The episodic vs. all-in-one gaming debate has characterized the industry for more than a decade. Ever since Telltale Games released Telltale Texas Hold’em, gamers have been divided on whether it’s best to have smaller yet constantly evolving experiences or an off-the-shelf, all-in-one world to explore. Without doubt, there are strong arguments on both sides. While the ongoing expense of episodic games can become an issue, the constant injection of new ideas and storylines often justifies the cost. In contrast, one-off games start life with a lot more content packed into them, which many would say leaves episodic games in a position where they’re playing catch-up.
One-Offs Are a One-Stop-Shop for Gamers
If we take Valve Corporation’s Dota 2, one of the best video games ever made as per Time.com’s rankings, the action wasn’t episodic. Yes, there have been different versions of the game, but one didn’t need the other to survive. One of the main reasons for this is that the world in which players roam is bursting with possibilities. Because the developers at Valve wanted to create a standalone product that could offer entertainment in a variety of scenarios, all the proverbial bases had to be covered. The upshot of this is that a game like Dota 2, or even a contemporary like StarCraft II, is far more complex and layered than an episodic game in isolation. Now, if you take an episodic game as part of a collective, then the level of immersion will increase. However, for those that want an instantly immersive experience, one-off games offer a lot more depth and value.

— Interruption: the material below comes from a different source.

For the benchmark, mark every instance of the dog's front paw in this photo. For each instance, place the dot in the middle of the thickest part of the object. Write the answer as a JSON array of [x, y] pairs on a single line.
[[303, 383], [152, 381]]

On the side of episodic games is the idea of freshness that we noted before. Even though Dota 2 has a wealth of possible scenarios, there are only so many times you can do X, Y and Z before it becomes boring. Episodic games can avoid this. Hitman is a great example of how a fairly simple idea can be turned into an ongoing franchise. After Eidos Interactive birthed Agent 47 in 2000, the Hitman franchise has been taken in a multitude of directions. On the gaming front, the series has taken the bald assassin to all four corners of the globe. From the 2016 bonus episode that took Agent 47 to Sapienza and Marrakesh to battles in East Europe and beyond, players have been taken on an impressive journey over the years.
Episodic Games Are Much More Versatile
However, perhaps the biggest benefit of using the episodic model is the ability to create spinoffs. We all know about the Hitman movies. Although the 2015 sequel didn’t quite match the $99.5 million made by the 2007 original, distributor FOX certainly cashed in on the Hitman hype. Beyond the movies, themed gaming apparel such as Striker Pro headsets have helped build the brand. Even more interestingly, the episodic nature of Hitman has spawned new types of game. Alongside more traditional looking offerings such as Cash Splash, Betway Casino hosts the Hitman slot game. Instead of cherries and bar symbols, this Microgaming creation features images and animations from the more familiar video games.
Although it’s possible to play for real money by betting $0.20, there is also a free-play option. This feature is clearly a nod to Hitman’s video gaming roots. However, what’s most interesting here is that it helps continue to narrative of the franchise. Because the episodic model forces us to adopt a holistic perspective, we’re able to see Hitman slots as part of a much larger story. To put it another way, these games are like another chapter in the Hitman novel. Having this ability to take players in multiple and often unexpected directions is perhaps the greatest strength of episodic games. However, even with this being the case, their days could be numbered.
Telltale’s Demise Doesn’t Tell the Whole Story
In 2018, we learned that Hitman 2 was going in a non-episodic direction and, for Caty McCarthy of US Gamer, that was a huge disappointment. For her, the idea of assuming different roles and constantly adapting to new surroundings was a key part of being an assassin and, moreover, fundamental to the episodic model. However, it’s also important to acknowledge that this approach doesn’t always suit the storyline. While it’s great for Hitman, Spider-Man by Insomniac Games wouldn’t work in the same way. Why? In one sense, because we know Spider-Man is always chasing one evil. Yes, there are bumps along the way, but he always has an end target. Therefore, to string things out over multiple episodes would be too distracting. In contrast, Hitman is always chasing someone or something new, therefore, the ever-changing scenarios are perfect.
Surveying the gaming industry, it would be easy to say that episodic games are losing ground. In 2017, Telltale Games lost 25% of its workforce and, according to The Verge, it wasn’t simply because the company’s revenue was down. According to Megan Farokhmanesh, the $36 billion gaming industry is burning out its best employees. Putting on quality content on a consistent basis isn’t easy and that, in reality, is why episodic games are drying up. When done right, as in the case of Hitman, this model is fantastic. However, when the story doesn’t suit the structure, things become stale very quickly and that leads to pressure on the developers and, in turn, poor output.
So, while episodic games might be on the decline, it’s not because they’re not entertaining or popular, it’s simply because the format isn’t being used in the right context.